Speaking In Front Of North Carolina’s Governor, Colin Powell Blasts State’s New Voting Law

Speaking In Front Of North Carolina’s Governor, Colin Powell Blasts State’s New Voting Law

Former secretary of state Colin Powell took aim at North Carolina’s new voting law while speaking at a CEO forum at a Raleigh country club.

I want to see policies that encourage every American to vote, not make it more difficult to vote,” Powell said.

Although North Carolina’s Republican governor, Pat McCrory, has argued that the new voter law is not intended to suppress minority voters — but rather, to counteract widespread election fraud that he compared to “insider trading,” — Powell affirmed, “You can say what you like, but there is no voter fraud.”

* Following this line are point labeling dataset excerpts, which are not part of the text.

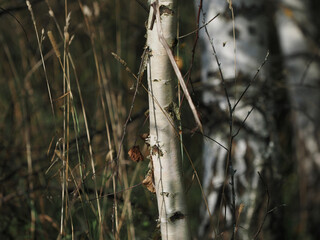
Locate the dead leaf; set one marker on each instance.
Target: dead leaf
(135, 154)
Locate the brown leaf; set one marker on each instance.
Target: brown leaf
(148, 182)
(135, 154)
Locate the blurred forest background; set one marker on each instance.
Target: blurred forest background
(65, 134)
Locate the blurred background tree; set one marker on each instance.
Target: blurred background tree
(64, 168)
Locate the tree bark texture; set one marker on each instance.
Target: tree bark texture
(164, 137)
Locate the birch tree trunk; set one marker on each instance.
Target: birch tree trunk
(164, 143)
(241, 47)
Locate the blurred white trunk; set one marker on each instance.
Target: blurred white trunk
(164, 141)
(251, 147)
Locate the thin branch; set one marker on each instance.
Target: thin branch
(249, 84)
(199, 28)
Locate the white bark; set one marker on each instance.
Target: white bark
(164, 141)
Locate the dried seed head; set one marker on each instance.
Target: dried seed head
(54, 44)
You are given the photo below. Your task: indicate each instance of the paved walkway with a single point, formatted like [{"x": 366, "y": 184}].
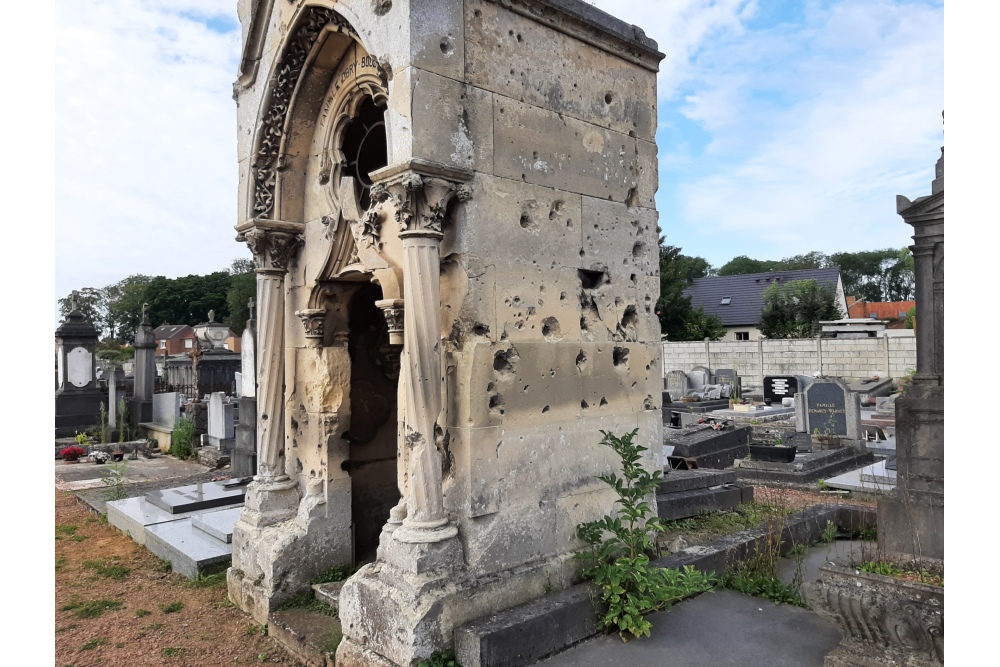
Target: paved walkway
[{"x": 726, "y": 628}]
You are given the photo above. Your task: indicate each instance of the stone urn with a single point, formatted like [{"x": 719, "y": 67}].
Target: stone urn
[{"x": 884, "y": 620}]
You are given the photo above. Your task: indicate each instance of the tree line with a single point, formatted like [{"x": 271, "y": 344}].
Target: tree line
[
  {"x": 789, "y": 311},
  {"x": 116, "y": 310}
]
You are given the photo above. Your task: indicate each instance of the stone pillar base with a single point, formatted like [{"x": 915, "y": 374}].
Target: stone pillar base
[
  {"x": 270, "y": 502},
  {"x": 400, "y": 609}
]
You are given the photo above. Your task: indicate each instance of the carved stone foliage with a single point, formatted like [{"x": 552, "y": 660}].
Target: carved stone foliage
[
  {"x": 272, "y": 127},
  {"x": 421, "y": 202},
  {"x": 884, "y": 621},
  {"x": 272, "y": 249}
]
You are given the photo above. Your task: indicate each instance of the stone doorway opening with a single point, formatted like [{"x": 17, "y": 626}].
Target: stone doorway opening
[{"x": 372, "y": 434}]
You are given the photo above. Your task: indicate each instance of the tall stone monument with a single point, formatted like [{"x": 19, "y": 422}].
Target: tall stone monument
[
  {"x": 78, "y": 400},
  {"x": 145, "y": 372},
  {"x": 886, "y": 621},
  {"x": 450, "y": 207},
  {"x": 911, "y": 518},
  {"x": 244, "y": 457}
]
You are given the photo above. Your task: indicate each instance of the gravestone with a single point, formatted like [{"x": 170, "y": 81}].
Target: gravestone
[
  {"x": 777, "y": 387},
  {"x": 221, "y": 422},
  {"x": 166, "y": 409},
  {"x": 698, "y": 377},
  {"x": 677, "y": 384},
  {"x": 78, "y": 399},
  {"x": 832, "y": 408}
]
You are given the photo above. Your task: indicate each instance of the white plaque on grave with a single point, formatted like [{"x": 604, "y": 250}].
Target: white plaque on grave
[{"x": 80, "y": 367}]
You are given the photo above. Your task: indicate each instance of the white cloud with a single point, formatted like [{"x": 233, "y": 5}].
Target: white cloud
[
  {"x": 145, "y": 139},
  {"x": 865, "y": 126}
]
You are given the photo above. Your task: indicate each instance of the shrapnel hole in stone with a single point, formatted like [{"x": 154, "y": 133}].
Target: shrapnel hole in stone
[
  {"x": 502, "y": 361},
  {"x": 592, "y": 279},
  {"x": 550, "y": 327}
]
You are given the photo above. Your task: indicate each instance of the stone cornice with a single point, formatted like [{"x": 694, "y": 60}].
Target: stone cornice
[{"x": 593, "y": 26}]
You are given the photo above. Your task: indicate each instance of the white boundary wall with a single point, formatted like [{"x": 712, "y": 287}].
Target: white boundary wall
[{"x": 887, "y": 356}]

While delivering the strong remarks in front of McCrory and 400 CEOs from different companies, Powell continued by asking, “How can it [voter fraud] be widespread and undetected?”

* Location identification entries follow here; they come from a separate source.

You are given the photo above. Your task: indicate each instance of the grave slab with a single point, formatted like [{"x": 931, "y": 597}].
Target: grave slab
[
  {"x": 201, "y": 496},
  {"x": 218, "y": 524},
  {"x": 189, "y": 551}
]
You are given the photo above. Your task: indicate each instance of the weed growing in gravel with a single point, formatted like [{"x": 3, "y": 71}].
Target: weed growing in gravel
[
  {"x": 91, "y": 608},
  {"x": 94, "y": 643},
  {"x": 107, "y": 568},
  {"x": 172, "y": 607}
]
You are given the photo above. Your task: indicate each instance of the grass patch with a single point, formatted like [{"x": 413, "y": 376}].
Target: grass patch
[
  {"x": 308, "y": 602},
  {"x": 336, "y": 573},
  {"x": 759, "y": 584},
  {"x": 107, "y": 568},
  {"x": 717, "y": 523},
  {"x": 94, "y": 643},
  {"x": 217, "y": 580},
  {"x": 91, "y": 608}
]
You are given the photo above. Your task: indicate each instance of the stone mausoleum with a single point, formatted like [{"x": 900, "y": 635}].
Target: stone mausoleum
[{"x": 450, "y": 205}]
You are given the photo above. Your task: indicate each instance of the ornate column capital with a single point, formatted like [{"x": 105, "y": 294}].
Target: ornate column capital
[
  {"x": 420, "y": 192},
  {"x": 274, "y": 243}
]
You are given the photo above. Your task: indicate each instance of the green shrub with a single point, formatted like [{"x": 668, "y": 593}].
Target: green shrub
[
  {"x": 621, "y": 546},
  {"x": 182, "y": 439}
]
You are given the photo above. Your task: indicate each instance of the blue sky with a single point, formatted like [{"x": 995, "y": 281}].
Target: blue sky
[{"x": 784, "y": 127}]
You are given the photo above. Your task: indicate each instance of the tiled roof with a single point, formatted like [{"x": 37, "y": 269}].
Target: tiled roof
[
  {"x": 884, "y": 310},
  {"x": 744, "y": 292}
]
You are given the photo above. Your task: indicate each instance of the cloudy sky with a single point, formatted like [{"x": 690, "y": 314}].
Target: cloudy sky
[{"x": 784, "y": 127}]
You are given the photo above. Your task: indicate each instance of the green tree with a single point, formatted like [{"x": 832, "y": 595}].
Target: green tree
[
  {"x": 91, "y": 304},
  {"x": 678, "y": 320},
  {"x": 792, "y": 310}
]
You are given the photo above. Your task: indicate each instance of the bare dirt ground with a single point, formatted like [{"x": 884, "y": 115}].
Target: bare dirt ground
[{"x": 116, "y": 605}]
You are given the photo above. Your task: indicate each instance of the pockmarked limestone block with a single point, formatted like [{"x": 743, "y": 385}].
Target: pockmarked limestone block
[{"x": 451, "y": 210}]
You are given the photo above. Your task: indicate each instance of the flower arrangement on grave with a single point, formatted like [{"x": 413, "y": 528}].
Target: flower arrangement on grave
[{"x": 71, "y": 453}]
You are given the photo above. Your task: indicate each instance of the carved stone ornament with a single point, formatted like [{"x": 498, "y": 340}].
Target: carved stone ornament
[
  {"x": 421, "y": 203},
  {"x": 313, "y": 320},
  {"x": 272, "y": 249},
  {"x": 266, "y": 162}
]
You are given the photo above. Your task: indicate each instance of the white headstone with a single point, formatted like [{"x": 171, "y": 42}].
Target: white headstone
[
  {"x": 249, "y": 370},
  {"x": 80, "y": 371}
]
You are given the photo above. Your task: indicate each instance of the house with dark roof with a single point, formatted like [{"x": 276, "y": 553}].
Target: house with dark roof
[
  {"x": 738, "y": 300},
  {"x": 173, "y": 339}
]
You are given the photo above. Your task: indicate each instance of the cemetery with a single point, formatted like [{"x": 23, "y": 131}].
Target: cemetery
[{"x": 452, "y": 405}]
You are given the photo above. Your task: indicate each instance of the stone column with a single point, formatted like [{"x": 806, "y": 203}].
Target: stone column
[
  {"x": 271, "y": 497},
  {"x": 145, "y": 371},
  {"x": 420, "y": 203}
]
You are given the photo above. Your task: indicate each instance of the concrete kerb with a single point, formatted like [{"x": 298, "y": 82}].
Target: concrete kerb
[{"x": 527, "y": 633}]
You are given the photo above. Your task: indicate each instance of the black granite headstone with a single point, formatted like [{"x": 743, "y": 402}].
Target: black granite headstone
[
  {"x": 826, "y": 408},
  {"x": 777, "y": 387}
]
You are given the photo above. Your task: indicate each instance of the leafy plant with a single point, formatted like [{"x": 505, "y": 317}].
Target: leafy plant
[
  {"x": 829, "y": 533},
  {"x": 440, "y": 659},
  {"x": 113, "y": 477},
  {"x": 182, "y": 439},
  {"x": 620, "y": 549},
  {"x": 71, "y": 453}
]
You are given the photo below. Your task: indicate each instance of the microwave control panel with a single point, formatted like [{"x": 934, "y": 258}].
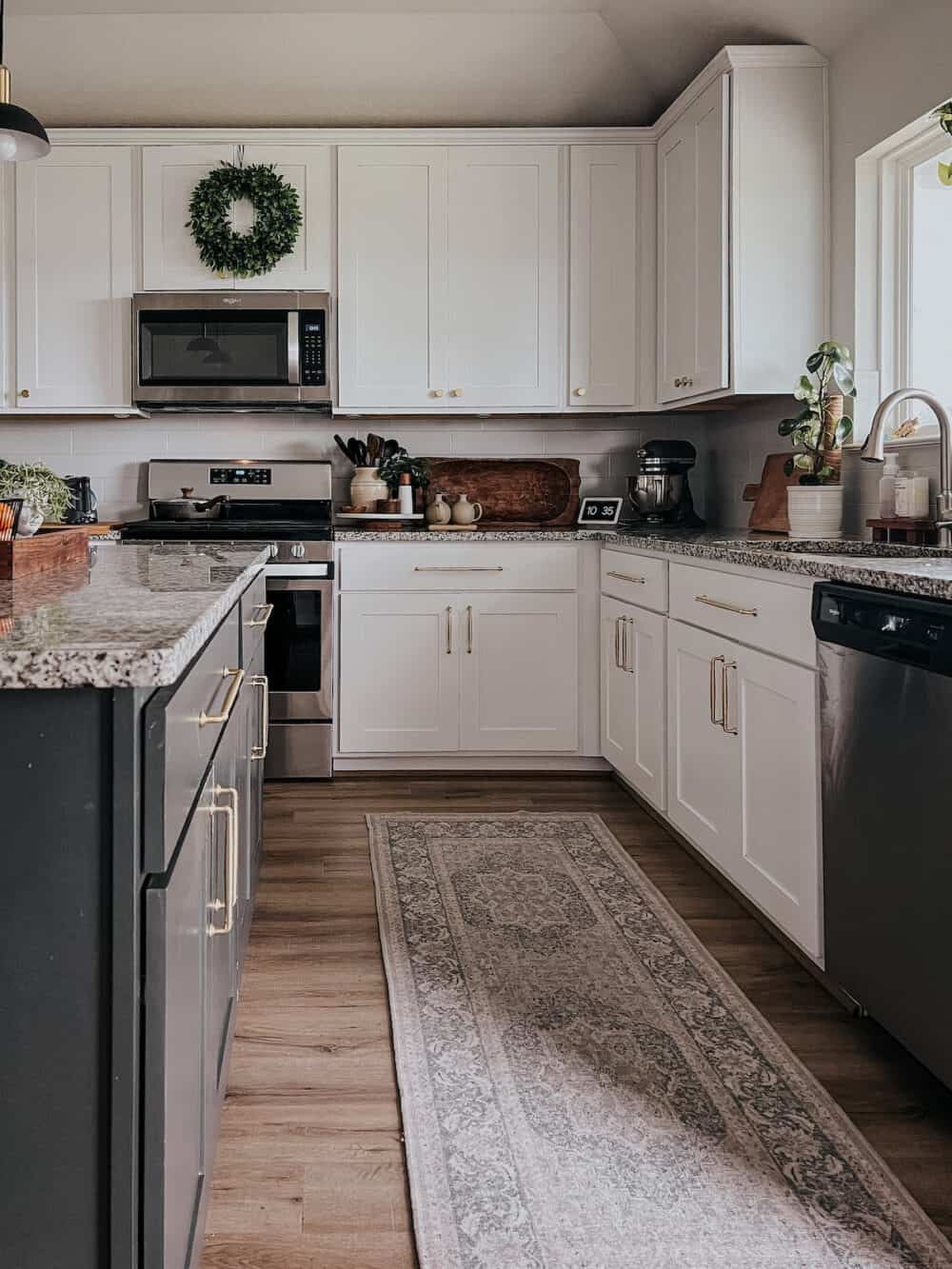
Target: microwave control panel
[{"x": 314, "y": 349}]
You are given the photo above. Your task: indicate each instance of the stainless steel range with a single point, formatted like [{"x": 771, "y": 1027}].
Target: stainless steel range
[{"x": 288, "y": 506}]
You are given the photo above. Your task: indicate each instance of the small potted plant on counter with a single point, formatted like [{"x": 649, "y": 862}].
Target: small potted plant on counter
[{"x": 815, "y": 502}]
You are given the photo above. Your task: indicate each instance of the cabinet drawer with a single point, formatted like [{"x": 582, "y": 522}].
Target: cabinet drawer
[
  {"x": 472, "y": 566},
  {"x": 636, "y": 579},
  {"x": 254, "y": 618},
  {"x": 765, "y": 614},
  {"x": 179, "y": 744}
]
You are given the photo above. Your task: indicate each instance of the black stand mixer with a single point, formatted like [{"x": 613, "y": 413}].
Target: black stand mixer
[{"x": 661, "y": 492}]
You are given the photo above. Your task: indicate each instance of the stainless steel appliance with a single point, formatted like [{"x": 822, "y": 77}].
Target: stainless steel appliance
[
  {"x": 661, "y": 492},
  {"x": 288, "y": 506},
  {"x": 886, "y": 726},
  {"x": 231, "y": 349}
]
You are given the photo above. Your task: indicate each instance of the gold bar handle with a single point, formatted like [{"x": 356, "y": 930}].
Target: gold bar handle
[
  {"x": 238, "y": 678},
  {"x": 726, "y": 606},
  {"x": 725, "y": 698},
  {"x": 259, "y": 751},
  {"x": 262, "y": 621},
  {"x": 715, "y": 720}
]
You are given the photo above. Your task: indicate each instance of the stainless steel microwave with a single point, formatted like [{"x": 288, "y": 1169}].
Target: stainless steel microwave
[{"x": 231, "y": 349}]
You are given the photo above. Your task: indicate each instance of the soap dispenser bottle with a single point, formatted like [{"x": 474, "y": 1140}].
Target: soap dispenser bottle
[{"x": 887, "y": 488}]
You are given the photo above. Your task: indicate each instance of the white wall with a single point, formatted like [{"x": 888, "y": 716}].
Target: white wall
[{"x": 113, "y": 452}]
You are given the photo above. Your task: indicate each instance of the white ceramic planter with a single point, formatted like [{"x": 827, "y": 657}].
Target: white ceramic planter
[{"x": 815, "y": 510}]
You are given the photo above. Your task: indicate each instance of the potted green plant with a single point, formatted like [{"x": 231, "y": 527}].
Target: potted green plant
[
  {"x": 815, "y": 502},
  {"x": 46, "y": 496}
]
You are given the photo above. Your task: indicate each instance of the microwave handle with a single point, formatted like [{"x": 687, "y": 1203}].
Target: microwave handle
[{"x": 293, "y": 347}]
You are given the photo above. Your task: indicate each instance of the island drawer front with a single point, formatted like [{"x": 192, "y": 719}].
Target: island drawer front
[
  {"x": 254, "y": 618},
  {"x": 640, "y": 580},
  {"x": 468, "y": 566},
  {"x": 765, "y": 614},
  {"x": 175, "y": 773}
]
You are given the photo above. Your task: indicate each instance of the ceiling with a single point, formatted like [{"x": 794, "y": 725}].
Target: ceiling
[{"x": 390, "y": 62}]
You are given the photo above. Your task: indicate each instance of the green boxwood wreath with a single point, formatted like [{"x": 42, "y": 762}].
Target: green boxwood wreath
[{"x": 268, "y": 240}]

The new law requires specific “government-issued photo IDs to vote, shortens early voting days and makes it harder for students to cast ballots,” which many critics argue discriminate against minority and young voters – voters who tend to lean left. The law comes less than two months after the Supreme Court struck down a crucial part of the Voting Rights Act that protects against voter discrimination in states with reputations for doing so.

At Thursday’s forum Powell echoed his comments from January, making it clear that such a law “immediately turns off a voting bloc the Republican Party needs,” and “just turns people away.”

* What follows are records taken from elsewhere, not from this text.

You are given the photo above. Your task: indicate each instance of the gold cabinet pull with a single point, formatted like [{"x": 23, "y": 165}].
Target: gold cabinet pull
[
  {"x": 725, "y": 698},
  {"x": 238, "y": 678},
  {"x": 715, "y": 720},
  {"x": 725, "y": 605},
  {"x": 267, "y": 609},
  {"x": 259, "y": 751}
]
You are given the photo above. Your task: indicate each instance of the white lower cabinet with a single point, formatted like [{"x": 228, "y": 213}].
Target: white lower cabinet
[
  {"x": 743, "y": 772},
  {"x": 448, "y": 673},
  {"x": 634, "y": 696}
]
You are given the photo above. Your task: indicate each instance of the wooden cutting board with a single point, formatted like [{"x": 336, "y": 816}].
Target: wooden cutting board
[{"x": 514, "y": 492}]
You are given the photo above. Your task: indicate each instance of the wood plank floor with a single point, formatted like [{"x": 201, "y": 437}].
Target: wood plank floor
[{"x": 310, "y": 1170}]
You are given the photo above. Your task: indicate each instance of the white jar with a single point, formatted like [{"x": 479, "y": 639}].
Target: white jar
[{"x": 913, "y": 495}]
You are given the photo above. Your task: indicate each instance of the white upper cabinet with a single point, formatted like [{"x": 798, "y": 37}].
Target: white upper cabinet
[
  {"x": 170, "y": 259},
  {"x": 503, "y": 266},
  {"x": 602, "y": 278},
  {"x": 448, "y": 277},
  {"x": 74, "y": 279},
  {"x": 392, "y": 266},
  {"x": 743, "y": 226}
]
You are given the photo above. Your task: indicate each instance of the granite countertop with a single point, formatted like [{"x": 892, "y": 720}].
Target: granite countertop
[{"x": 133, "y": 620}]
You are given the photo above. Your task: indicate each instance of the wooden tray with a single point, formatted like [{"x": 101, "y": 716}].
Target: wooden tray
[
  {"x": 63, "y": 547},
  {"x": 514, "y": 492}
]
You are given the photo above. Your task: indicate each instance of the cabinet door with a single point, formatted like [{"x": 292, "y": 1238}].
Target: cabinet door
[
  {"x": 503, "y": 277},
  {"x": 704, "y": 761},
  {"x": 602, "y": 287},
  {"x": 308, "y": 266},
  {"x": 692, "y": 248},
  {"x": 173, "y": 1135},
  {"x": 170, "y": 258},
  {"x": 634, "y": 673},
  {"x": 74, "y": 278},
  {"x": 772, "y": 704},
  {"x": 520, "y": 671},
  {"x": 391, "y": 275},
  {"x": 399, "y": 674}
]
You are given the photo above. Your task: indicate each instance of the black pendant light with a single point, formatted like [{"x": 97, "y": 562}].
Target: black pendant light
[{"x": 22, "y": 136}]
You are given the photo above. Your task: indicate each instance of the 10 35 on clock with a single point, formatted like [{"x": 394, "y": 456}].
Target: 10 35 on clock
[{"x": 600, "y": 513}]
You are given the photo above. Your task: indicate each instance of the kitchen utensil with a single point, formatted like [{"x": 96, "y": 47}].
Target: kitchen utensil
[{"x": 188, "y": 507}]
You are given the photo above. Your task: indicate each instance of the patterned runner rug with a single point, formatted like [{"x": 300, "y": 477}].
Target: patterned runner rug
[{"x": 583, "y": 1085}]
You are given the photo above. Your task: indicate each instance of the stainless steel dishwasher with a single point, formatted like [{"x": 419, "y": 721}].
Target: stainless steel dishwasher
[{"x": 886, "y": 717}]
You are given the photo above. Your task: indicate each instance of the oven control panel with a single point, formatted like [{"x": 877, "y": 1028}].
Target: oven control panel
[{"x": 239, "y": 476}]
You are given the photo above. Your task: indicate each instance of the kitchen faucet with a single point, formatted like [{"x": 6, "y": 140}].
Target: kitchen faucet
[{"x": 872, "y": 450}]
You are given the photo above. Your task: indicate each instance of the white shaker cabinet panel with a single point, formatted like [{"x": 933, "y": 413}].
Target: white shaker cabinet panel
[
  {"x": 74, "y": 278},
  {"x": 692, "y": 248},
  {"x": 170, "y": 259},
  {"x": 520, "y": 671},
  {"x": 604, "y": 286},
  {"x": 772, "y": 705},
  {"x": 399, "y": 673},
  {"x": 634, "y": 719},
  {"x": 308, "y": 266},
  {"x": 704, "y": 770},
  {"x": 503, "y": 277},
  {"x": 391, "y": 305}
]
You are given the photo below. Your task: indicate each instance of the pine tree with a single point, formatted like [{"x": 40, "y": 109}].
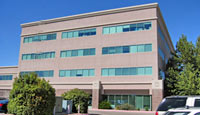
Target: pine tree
[{"x": 182, "y": 73}]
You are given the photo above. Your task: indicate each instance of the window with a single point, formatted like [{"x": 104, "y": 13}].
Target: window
[
  {"x": 127, "y": 49},
  {"x": 126, "y": 71},
  {"x": 79, "y": 52},
  {"x": 160, "y": 52},
  {"x": 46, "y": 73},
  {"x": 127, "y": 28},
  {"x": 43, "y": 55},
  {"x": 141, "y": 48},
  {"x": 38, "y": 38},
  {"x": 104, "y": 72},
  {"x": 139, "y": 101},
  {"x": 163, "y": 39},
  {"x": 6, "y": 77},
  {"x": 77, "y": 73},
  {"x": 79, "y": 33},
  {"x": 148, "y": 47}
]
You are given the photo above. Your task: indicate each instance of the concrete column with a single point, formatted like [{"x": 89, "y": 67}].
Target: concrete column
[
  {"x": 157, "y": 93},
  {"x": 95, "y": 94}
]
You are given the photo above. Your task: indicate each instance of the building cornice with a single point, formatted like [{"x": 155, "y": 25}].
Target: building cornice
[
  {"x": 105, "y": 24},
  {"x": 92, "y": 14}
]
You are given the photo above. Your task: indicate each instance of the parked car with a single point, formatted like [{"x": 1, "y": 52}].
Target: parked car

He also said the law “punishes” minority voters.

Powell doesn’t seem to be a big fan of McCrory’s. When he was done speaking out against North Carolina’s absurd law, Powell also defended the liberal arts and argued that the discipline “gives people a sense of their place in the world.”

In January, McCrory said he wanted to change higher education and steer farther from “academic pursuits that have no chance of getting people jobs,” such as — according to him — the liberal arts.